Intel MKL-DNN includes unit tests implemented using the googletest framework. To validate your build, run:
make test
Documentation is provided inline and can be generated in HTML format with Doxygen:
make doc
Documentation will reside in build/reference/html
folder.
Finally,
make install
will place the header files, libraries and documentation in /usr/local
. To change
the installation path, use the option -DCMAKE_INSTALL_PREFIX=<prefix>
when invoking CMake.
Intel MKL-DNN includes several header files providing C and C++ APIs for the functionality and one or several dynamic libraries depending on how Intel MKL-DNN was built. The minimal installation:
File | Description |
---|---|
include/mkldnn.h | C header |
include/mkldnn.hpp | C++ header |
include/mkldnn_types.h | auxiliary C header |
lib/libmkldnn.so | Intel MKL-DNN dynamic library |
lib/libmkldnn.a | Intel MKL-DNN static library (if built with MKLDNN_LIBRARY_TYPE=STATIC ) |
If Intel MKL-DNN is built with Intel MKL small libraries the following extra libraries would be installed:
File | Description |
---|---|
lib/libiomp5.so | Intel OpenMP* runtime library |
lib/libmklml_gnu.so | Intel MKL small library for GNU* OpenMP runtime |
lib/libmklml_intel.so | Intel MKL small library for Intel(R) OpenMP runtime |
Intel MKL-DNN uses OpenMP* for parallelism and requires an OpenMP runtime library to work. As different OpenMP runtimes may not be binary compatible it's important to ensure that only one OpenMP runtime is used throughout the application. Having more than one OpenMP runtime initialized may lead to undefined behavior resulting in incorrect results or crashes.
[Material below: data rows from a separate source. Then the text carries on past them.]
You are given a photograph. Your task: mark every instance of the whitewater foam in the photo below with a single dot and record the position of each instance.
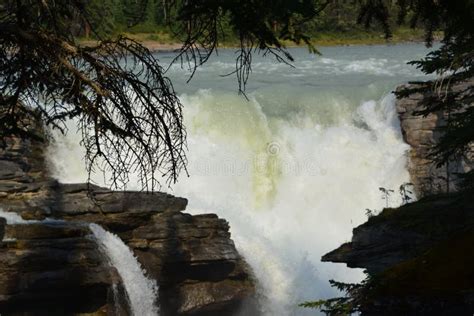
(142, 292)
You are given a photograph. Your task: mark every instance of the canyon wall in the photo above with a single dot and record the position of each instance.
(55, 268)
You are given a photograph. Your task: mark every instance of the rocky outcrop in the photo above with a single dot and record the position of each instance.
(419, 257)
(422, 133)
(193, 258)
(397, 235)
(56, 269)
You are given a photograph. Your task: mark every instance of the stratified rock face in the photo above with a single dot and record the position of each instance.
(422, 133)
(195, 262)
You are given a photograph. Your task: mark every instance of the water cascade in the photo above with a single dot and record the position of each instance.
(293, 168)
(142, 292)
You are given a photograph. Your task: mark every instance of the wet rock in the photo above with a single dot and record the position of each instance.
(55, 268)
(422, 133)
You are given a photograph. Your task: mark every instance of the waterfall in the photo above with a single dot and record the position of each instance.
(142, 292)
(292, 167)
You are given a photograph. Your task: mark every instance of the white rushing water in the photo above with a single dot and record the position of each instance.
(142, 292)
(294, 168)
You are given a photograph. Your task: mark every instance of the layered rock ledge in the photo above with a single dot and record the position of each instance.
(420, 256)
(422, 133)
(56, 268)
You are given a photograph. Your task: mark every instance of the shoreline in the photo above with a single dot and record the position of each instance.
(156, 46)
Intel MKL-DNN library built with binary dependency will link against Intel OpenMP runtime included with Intel MKL small libraries package. Intel OpenMP runtime is binary compatible with GNU OpenMP and CLANG OpenMP runtimes and is recommended for the best performance results. Here are example linklines for GNU C++ compiler and Intel C++ compiler.
g++ -std=c++11 -I${MKLDNNROOT}/include -L${MKLDNNROOT}/lib simple_net.cpp -lmkldnn -lmklml_intel -liomp5
icpc -std=c++11 -qopenmp -I${MKLDNNROOT}/include -L${MKLDNNROOT}/lib simple_net.cpp -lmkldnn -lmklml_intel
Using GNU compiler with -fopenmp
and -liomp5
options will link the
application with both Intel and GNU OpenMP runtime libraries. This will lead
to undefined behavior of the application.
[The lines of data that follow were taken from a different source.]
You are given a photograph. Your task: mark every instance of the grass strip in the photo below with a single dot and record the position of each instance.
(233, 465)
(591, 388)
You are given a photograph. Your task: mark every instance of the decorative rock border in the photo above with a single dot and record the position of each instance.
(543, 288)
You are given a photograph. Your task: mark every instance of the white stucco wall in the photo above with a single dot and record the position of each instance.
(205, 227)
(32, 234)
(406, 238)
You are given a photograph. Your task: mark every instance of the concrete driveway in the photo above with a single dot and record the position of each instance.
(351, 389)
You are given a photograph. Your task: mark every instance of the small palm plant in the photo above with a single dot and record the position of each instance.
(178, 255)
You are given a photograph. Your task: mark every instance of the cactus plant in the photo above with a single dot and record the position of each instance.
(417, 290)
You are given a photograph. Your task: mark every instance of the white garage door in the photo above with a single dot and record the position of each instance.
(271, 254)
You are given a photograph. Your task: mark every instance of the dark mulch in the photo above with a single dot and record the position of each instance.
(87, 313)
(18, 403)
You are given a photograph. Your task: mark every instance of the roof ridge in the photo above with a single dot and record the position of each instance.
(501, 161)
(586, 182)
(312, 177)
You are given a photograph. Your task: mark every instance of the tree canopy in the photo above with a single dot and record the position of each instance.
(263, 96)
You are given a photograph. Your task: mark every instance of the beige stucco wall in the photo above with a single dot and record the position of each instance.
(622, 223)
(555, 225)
Intel MKL-DNN library built standalone will use OpenMP runtime supplied by the compiler, so as long as both the library and the application use the same compiler correct OpenMP runtime will be used.
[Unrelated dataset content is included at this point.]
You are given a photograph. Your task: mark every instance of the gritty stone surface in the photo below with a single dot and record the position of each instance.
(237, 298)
g++ -std=c++11 -fopenmp -I${MKLDNNROOT}/include -L${MKLDNNROOT}/lib simple_net.cpp -lmkldnn
icpc -std=c++11 -qopenmp -I${MKLDNNROOT}/include -L${MKLDNNROOT}/lib simple_net.cpp -lmkldnn
Intel MKL-DNN built with Intel TBB doesn't require special handling:
g++ -std=c++11 -I${MKLDNNROOT}/include -L${MKLDNNROOT}/lib simple_net.cpp -lmkldnn -ltbb
Please note that Intel MKL-DNN requires Intel TBB 2017 or above. Also, Intel MKL-DNN has limited optimizations done for Intel TBB and has some functional limitations if built with Intel TBB.
Functional limitations:
- Convolution with Winograd algorithm is not supported
Performance limitations (mostly less parallelism than in case of OpenMP):
- Batch normalization
- Convolution backward by weights
- mkldnn_sgemm
WARNING
If the library is built with full Intel MKL user is expected to set
MKL_THREADING_LAYER
environment variable to eithertbb
orsequential
to force Intel MKL to use Intel TBB for parallelization or to be sequential respectively. Without this setting Intel MKL (RT library) by default would try to use OpenMP for parallelization.